Wichita Archeologists will examine what appears to be the tusk of a prehistoric animal discovered late last week by crews working on a Wichita freeway construction project.
On Saturday, the day after the find, a Wichita State University geologist said it probably came from a mammoth or mastodon. The city turned the matter over to the Kansas Department of Transportation, which will call on archeologists for further investigation.
The finding caused a bit of a stir locally, with police due to keep the area under round-the-clock surveillance until further investigation to determine the significance of the piece is completed.

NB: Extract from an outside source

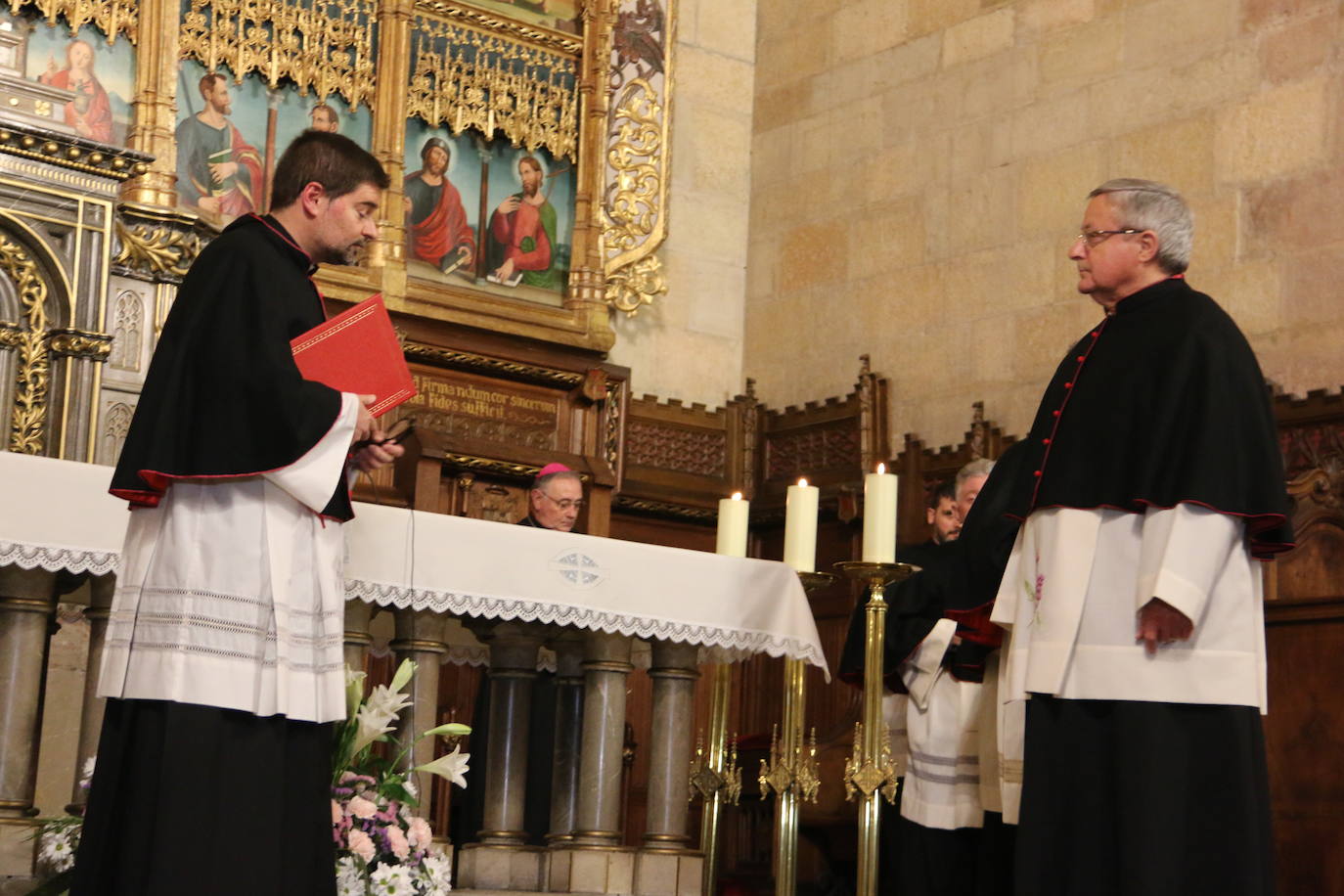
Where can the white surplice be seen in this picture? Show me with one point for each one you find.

But similar findings are not that unusual for Kansas. Rolfe Mandel, a geoarcheologist at Kansas University, said pieces of mammoth and mastodon tusks turn up throughout the state. The rest of their skeletons have usually been washed away by time or scavengers.
"It's not unusual to periodically turn up mammoths," said Mandel. "Really, you can find them just about anywhere in the landscape." He said that just a week before someone brought him a mammoth tooth from a Wichita area construction site.

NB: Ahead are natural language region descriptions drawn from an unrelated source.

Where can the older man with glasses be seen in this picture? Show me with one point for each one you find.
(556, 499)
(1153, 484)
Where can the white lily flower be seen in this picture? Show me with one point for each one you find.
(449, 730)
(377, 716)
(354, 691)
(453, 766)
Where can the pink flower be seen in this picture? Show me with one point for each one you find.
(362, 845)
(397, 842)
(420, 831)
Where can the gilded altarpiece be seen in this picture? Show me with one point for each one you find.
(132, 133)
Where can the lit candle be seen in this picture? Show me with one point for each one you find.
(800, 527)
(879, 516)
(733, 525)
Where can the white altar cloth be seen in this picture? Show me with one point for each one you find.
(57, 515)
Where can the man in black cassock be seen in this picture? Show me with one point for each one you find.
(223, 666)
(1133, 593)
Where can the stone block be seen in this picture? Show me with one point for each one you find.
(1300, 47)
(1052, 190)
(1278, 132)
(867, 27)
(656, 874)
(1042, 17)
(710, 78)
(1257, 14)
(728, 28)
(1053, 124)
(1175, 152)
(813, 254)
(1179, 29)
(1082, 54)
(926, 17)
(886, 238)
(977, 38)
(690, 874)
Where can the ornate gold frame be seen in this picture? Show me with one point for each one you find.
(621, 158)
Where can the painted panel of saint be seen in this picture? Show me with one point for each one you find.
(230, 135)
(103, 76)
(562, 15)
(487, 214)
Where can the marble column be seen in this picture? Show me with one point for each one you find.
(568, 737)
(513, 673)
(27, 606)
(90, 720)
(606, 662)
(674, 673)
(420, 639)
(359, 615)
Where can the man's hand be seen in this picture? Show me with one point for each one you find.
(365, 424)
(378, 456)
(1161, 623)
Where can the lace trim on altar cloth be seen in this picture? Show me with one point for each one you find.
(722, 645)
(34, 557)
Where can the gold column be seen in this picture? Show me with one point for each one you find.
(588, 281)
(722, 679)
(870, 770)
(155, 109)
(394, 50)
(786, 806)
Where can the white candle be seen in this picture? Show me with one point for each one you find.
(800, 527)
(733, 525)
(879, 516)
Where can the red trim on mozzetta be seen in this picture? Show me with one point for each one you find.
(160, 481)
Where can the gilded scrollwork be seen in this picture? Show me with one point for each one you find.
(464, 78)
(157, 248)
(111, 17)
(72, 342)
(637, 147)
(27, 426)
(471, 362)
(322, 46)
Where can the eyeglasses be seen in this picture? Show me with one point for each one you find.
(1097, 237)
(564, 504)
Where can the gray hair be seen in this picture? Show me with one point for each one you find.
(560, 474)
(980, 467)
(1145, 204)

Mammoths were the largest land mammals known to have lived in North America, growing up to 13 1/2 feet tall at the shoulder, according to the Kansas Geological Survey. The slightly smaller mastodons had teeth designed to chew a wider variety of foods.
Mammoths ranged along the front of the glaciers and southward as far as Texas and Florida during the Ice Age. In Kansas, their lives overlapped with the Clovis people, a nomadic group that likely came over the Bering Strait to to what is now America.

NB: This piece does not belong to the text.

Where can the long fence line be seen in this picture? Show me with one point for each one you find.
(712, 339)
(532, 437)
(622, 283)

Many archeologists believe mammoths became extinct because of climatic changes, while others think they may have been over-hunted and that predators such as saber-toothed tigers also died out as their prey disappeared.
The item found Friday was discovered as crews were scraping away the final grade of the old roadway was about 17 feet below ground level.
"Another foot deeper and it probably would have been gone forever," said construction site supervisor Scott Middleton said. The workers tried at first to hand-excavate about three feet of the find, then decided to leave it to archeologists.
No archeologists or paleontologists had visited the site yet, but Wichita State geologist John Gries was there Saturday.
Based on bone density and diameter, Gries believes it's a mammoth or mastodon tusk, said Kathy Morgan, senior planner with the Wichita-Sedgwick County Historic Preservation Division.
"It's an exciting thing," she said.
Alan Moore, visiting a friend who is the president of a local museum, got a chance for a look at the find.
"It's pretty amazing," he said. "It helps you realize how long this earth has been around. No telling what else might be deeper below."